Repository: spark
Updated Branches:
  refs/heads/master 92c2f00bd -> 39dfaf2fd


[SPARK-24519] Make the threshold for highly compressed map status configurable

**Problem**
MapStatus uses hardcoded value of 2000 partitions to determine if it should use 
highly compressed map status. We should make it configurable to allow users to 
more easily tune their jobs with respect to this without having for them to 
modify their code to change the number of partitions.  Note we can leave this 
as an internal/undocumented config for now until we have more advise for the 
users on how to set this config.
Some of my reasoning:
The config gives you a way to easily change something without the user having 
to change code, redeploy jar, and then run again. You can simply change the 
config and rerun. It also allows for easier experimentation. Changing the # of 
partitions has other side affects, whether good or bad is situation dependent. 
It can be worse are you could be increasing # of output files when you don't 
want to be, affects the # of tasks needs and thus executors to run in parallel, 
etc.
There have been various talks about this number at spark summits where people 
have told customers to increase it to be 2001 partitions. Note if you just do a 
search for spark 2000 partitions you will fine various things all talking about 
this number.  This shows that people are modifying their code to take this into 
account so it seems to me having this configurable would be better.
Once we have more advice for users we could expose this and document 
information on it.

**What changes were proposed in this pull request?**
I make the hardcoded value mentioned above to be configurable under the name 
_SHUFFLE_MIN_NUM_PARTS_TO_HIGHLY_COMPRESS_, which has default value to be 2000. 
Users can set it to the value they want by setting the property name 
_spark.shuffle.minNumPartitionsToHighlyCompress_

**How was this patch tested?**
I wrote a unit test to make sure that the default value is 2000, and  
_IllegalArgumentException_ will be thrown if user set it to a non-positive 
value. The unit test also checks that highly compressed map status is correctly 
used when the number of partition is greater than 
_SHUFFLE_MIN_NUM_PARTS_TO_HIGHLY_COMPRESS_.

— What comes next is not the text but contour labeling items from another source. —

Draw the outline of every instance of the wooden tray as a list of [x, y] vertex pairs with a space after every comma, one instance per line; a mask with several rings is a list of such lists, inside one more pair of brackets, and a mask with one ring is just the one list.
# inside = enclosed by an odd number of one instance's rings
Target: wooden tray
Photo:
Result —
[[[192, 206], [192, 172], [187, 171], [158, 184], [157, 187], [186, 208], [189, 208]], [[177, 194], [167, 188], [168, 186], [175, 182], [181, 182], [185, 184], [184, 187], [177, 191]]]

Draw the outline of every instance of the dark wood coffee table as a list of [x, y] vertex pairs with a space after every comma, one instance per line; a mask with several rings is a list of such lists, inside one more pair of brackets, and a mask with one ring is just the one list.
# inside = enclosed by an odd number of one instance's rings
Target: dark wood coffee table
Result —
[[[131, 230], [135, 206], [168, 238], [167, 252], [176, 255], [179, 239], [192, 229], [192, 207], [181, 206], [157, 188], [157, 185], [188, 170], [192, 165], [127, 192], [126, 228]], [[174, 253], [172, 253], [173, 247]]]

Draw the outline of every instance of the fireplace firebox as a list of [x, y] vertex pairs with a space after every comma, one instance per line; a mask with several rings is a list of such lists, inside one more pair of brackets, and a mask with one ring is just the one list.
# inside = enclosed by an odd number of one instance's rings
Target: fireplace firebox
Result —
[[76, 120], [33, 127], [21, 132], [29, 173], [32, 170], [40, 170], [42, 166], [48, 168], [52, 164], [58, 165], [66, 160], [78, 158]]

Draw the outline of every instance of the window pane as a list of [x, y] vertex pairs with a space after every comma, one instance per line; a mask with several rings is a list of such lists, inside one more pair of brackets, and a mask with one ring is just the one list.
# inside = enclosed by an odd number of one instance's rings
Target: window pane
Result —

Author: Hieu Huynh <“hieu.hu...@oath.com”>

Closes #21527 from hthuynh2/spark_branch_1.


Project: http://git-wip-us.apache.org/repos/asf/spark/repo
Commit: http://git-wip-us.apache.org/repos/asf/spark/commit/39dfaf2f
Tree: http://git-wip-us.apache.org/repos/asf/spark/tree/39dfaf2f
Diff: http://git-wip-us.apache.org/repos/asf/spark/diff/39dfaf2f

Branch: refs/heads/master
Commit: 39dfaf2fd167cafc84ec9cc637c114ed54a331e3
Parents: 92c2f00
Author: Hieu Huynh <“hieu.hu...@oath.com”>
Authored: Fri Jun 22 09:16:14 2018 -0500
Committer: Thomas Graves <tgra...@apache.org>
Committed: Fri Jun 22 09:16:14 2018 -0500

----------------------------------------------------------------------
 .../apache/spark/internal/config/package.scala  |  7 +++++
 .../org/apache/spark/scheduler/MapStatus.scala  |  4 ++-
 .../apache/spark/scheduler/MapStatusSuite.scala | 28 ++++++++++++++++++++
 3 files changed, 38 insertions(+), 1 deletion(-)
----------------------------------------------------------------------


http://git-wip-us.apache.org/repos/asf/spark/blob/39dfaf2f/core/src/main/scala/org/apache/spark/internal/config/package.scala
----------------------------------------------------------------------
diff --git a/core/src/main/scala/org/apache/spark/internal/config/package.scala 
b/core/src/main/scala/org/apache/spark/internal/config/package.scala
index a54b091..38a043c 100644
--- a/core/src/main/scala/org/apache/spark/internal/config/package.scala
+++ b/core/src/main/scala/org/apache/spark/internal/config/package.scala
@@ -552,4 +552,11 @@ package object config {
       .timeConf(TimeUnit.SECONDS)
       .createWithDefaultString("1h")
 
+  private[spark] val SHUFFLE_MIN_NUM_PARTS_TO_HIGHLY_COMPRESS =
+    ConfigBuilder("spark.shuffle.minNumPartitionsToHighlyCompress")
+      .internal()
+      .doc("Number of partitions to determine if MapStatus should use 
HighlyCompressedMapStatus")
+      .intConf
+      .checkValue(v => v > 0, "The value should be a positive integer.")
+      .createWithDefault(2000)
 }

http://git-wip-us.apache.org/repos/asf/spark/blob/39dfaf2f/core/src/main/scala/org/apache/spark/scheduler/MapStatus.scala
----------------------------------------------------------------------
diff --git a/core/src/main/scala/org/apache/spark/scheduler/MapStatus.scala 
b/core/src/main/scala/org/apache/spark/scheduler/MapStatus.scala
index 2ec2f20..659694d 100644
--- a/core/src/main/scala/org/apache/spark/scheduler/MapStatus.scala
+++ b/core/src/main/scala/org/apache/spark/scheduler/MapStatus.scala
@@ -50,7 +50,9 @@ private[spark] sealed trait MapStatus {
 private[spark] object MapStatus {
 
   def apply(loc: BlockManagerId, uncompressedSizes: Array[Long]): MapStatus = {
-    if (uncompressedSizes.length > 2000) {
+    if (uncompressedSizes.length >  Option(SparkEnv.get)
+      .map(_.conf.get(config.SHUFFLE_MIN_NUM_PARTS_TO_HIGHLY_COMPRESS))
+      
.getOrElse(config.SHUFFLE_MIN_NUM_PARTS_TO_HIGHLY_COMPRESS.defaultValue.get)) {
       HighlyCompressedMapStatus(loc, uncompressedSizes)
     } else {
       new CompressedMapStatus(loc, uncompressedSizes)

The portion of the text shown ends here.